L.A. is experiencing a homelessness crisis, and encampments do generate some of the waste on the streets.
But in the L.A. City Controller’s illegal dumping report, Galperin’s office concluded many people who are not homeless use encampments as illegal trash dumps, which increases health and safety risks to people living on the street.
South L.A. resident Guadaluipe Gonzalez said that in her neighborhood, unhoused residents are not major sources of trash.
“The same people that live in our house keep our streets dirty,” she said. “They litter in front of their house and in the alleyway. It’s the homeowners who litter.”
Fein actively engages unhoused individuals in helping to clean trash.
“We have a compassionate perspective with unhoused folks,” Fein said.
Okereke acknowledged an increase in homeless encampments along highways has led to an increase in trash.
However, Okereke said, “we should not blame trash only on the homeless.
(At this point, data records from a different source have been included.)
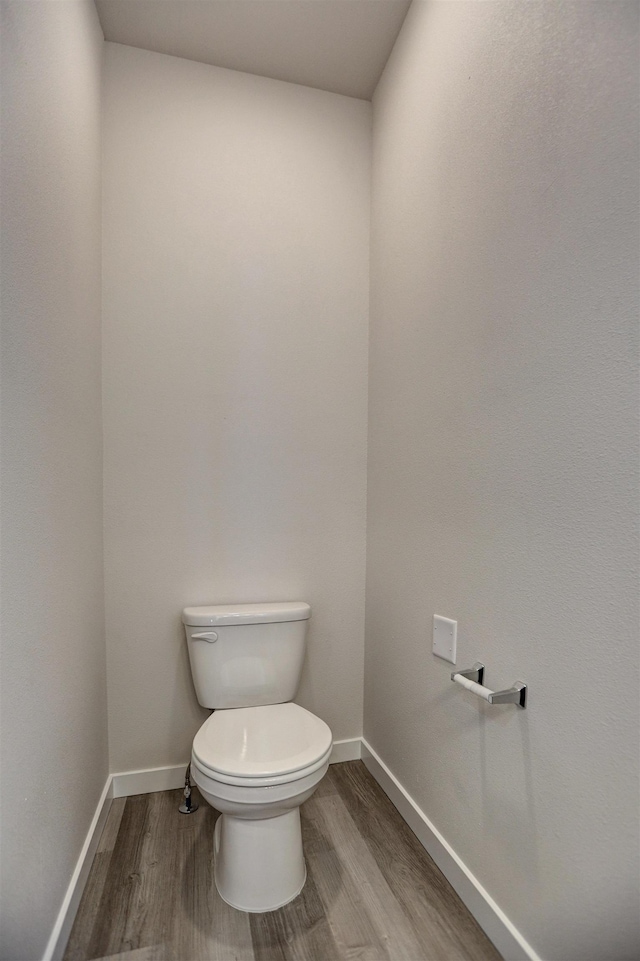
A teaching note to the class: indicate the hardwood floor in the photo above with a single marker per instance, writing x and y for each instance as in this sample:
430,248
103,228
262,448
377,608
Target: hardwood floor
372,891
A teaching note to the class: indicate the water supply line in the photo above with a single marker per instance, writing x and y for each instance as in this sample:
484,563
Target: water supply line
188,806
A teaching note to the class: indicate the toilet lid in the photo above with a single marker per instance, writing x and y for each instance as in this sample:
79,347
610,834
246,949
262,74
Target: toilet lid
261,741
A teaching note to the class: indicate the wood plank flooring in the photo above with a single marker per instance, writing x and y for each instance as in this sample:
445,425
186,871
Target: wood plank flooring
372,891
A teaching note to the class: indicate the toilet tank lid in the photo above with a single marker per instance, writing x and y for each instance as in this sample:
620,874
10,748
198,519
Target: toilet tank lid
246,613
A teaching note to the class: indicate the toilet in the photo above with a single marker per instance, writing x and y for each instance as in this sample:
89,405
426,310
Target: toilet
259,755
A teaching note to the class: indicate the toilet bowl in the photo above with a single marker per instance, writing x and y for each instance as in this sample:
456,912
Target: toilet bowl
259,756
256,766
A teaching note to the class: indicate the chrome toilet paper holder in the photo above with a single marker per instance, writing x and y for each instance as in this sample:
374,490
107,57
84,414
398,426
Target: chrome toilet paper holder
472,679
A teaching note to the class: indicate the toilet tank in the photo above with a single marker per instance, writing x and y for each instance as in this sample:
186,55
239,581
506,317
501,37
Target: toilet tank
246,655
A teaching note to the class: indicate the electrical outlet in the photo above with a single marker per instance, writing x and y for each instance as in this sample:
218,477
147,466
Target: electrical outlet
445,635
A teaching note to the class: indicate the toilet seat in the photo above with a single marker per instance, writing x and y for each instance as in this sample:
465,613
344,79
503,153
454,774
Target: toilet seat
261,746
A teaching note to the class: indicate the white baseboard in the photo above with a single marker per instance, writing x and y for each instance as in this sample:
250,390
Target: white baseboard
487,913
66,915
155,779
506,937
149,780
348,750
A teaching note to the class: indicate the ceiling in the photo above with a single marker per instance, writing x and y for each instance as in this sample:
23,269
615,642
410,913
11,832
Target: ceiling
336,45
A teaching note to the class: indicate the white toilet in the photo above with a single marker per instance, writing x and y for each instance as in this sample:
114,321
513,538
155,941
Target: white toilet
258,756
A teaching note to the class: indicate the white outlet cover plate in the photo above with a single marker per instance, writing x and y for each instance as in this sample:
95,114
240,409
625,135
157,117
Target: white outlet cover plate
445,636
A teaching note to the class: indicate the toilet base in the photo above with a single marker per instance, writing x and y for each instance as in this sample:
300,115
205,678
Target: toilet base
259,865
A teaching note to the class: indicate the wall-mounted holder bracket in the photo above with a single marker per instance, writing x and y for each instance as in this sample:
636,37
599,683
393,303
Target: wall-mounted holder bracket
472,679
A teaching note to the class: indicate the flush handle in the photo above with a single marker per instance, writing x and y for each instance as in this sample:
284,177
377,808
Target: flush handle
210,636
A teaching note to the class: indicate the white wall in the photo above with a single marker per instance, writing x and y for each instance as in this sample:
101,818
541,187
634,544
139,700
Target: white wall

CalTrans is going as far as providing trash cans to encampments,” when it is safe to do so.
Okereke, Mather, Fein, and Necessary all said that people need to be more educated about the trash crisis.
“I don’t believe enforcement can solve the problem,” Okereke reflects, “We want to educate people.”
Mather’s group started a “Scavenger Litter Hunt” program where children learn about trash and help to clean it up to get the younger generation involved.
Fein also believes that people need to think critically about the issue since conditions and living situations contribute to more trash in the city. She says another option is to “create more room in the city budget for folks to be paid to clean” trash in the streets.
Mather also said many people remain unaware of programs meant to help residents dispose of trash legally. Mather pointed specifically to the 311 app, which will come and pick up trash along with programs to help reduce dump fees.
Mather believes that developing a sense of “pride in community” can help solve the trash problem.
“The community has to realize they have to get involved in their own community,” she said.
Mather feels that residents need to have the mindset that they’re “part of the community. The city can’t do it all for me. I want to make it beautiful … and I’ve got to do my part.”